5.3 UTILIZAÇÃO DA MAQUETE ELETRÔNICA EM SALA DE AULA

5.3.2 Análise dos ecos produzidos

A partir da Teoria do Jogo de Vozes e Ecos, analisamos qualitativamente as enunciações (respostas escritas e diálogos) dos alunos nos outros dois dias da experiência de ensino e percebemos que os estudantes produziram ecos superficiais, mecânicos e de assimilação, os quais detalhamos a seguir.

Ecos Superficiais

Como vimos ao atravessar a segunda ponte dessa pesquisa, os ecos superficiais acontecem quando o aluno não consegue entender a voz. A primeira característica que apresentaremos é a não apropriação do enunciado anterior. Percebemos isso quando nos casos em que o estudante, apesar de ter acabado de estudar a teoria, procurou empiricamente verificar a existência do caminho, como na figura seguinte.

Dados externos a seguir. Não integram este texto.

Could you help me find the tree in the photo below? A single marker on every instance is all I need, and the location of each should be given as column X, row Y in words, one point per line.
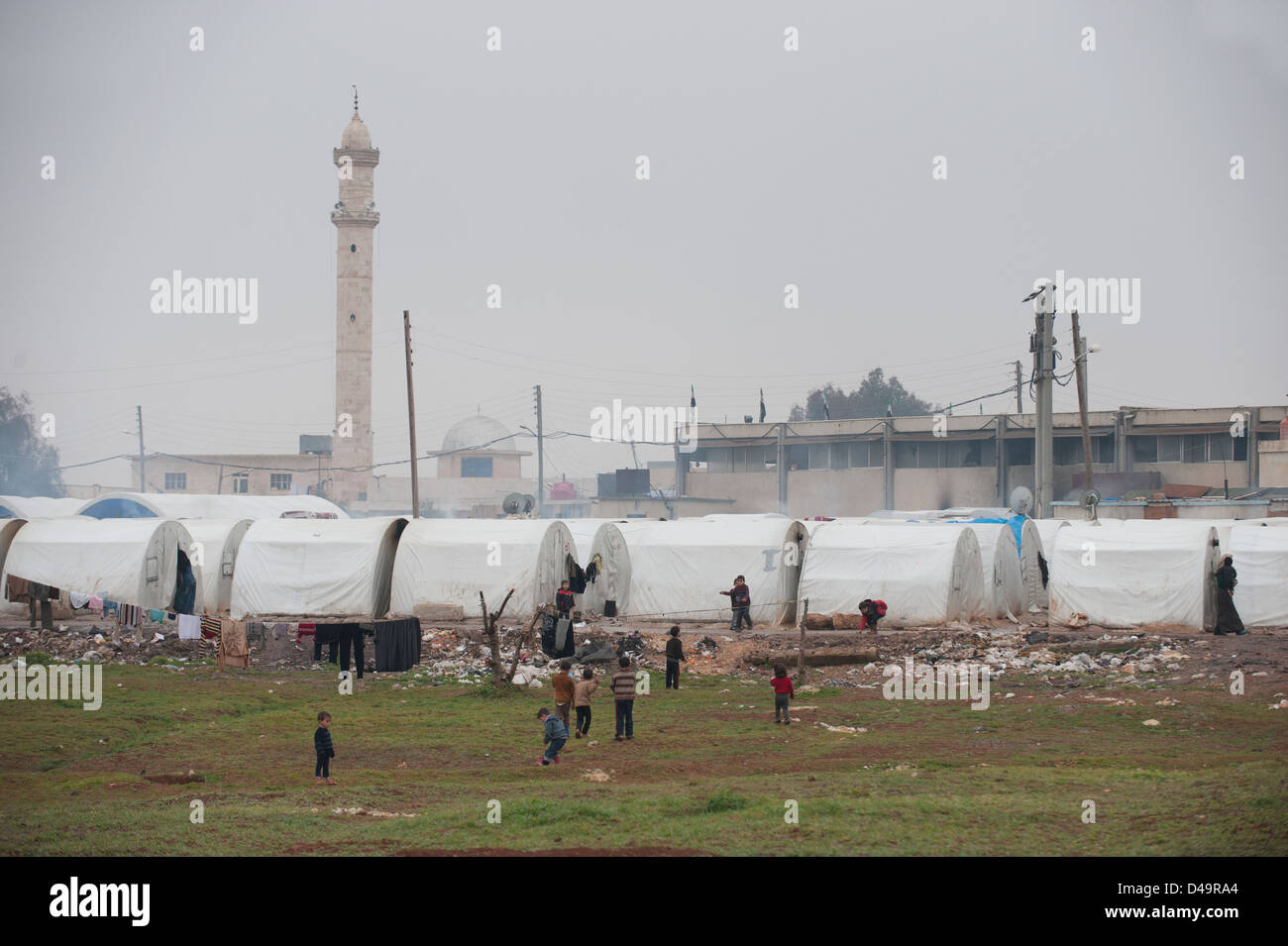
column 29, row 463
column 872, row 398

Figura 44 – Resolução empírica de um aluno na Atividade 3.

Fonte: Acervo dos pesquisadores, 2016.

Como não há apropriação dos enunciados apresentados, os ecos superficiais produzidos pelo citante recebem influências de outras vozes, que pouco tem a ver com o objeto descrito no discurso citado. Nas expressões não-verbais apresentadas a seguir, observamos que o aluno da figura 45 associou o conceito de caminho euleriano ao trajeto percorrido em ruas e, por isso, representou o grafo como fragmento de um mapa.

Figura 45 – Eco superficial na atividade 2.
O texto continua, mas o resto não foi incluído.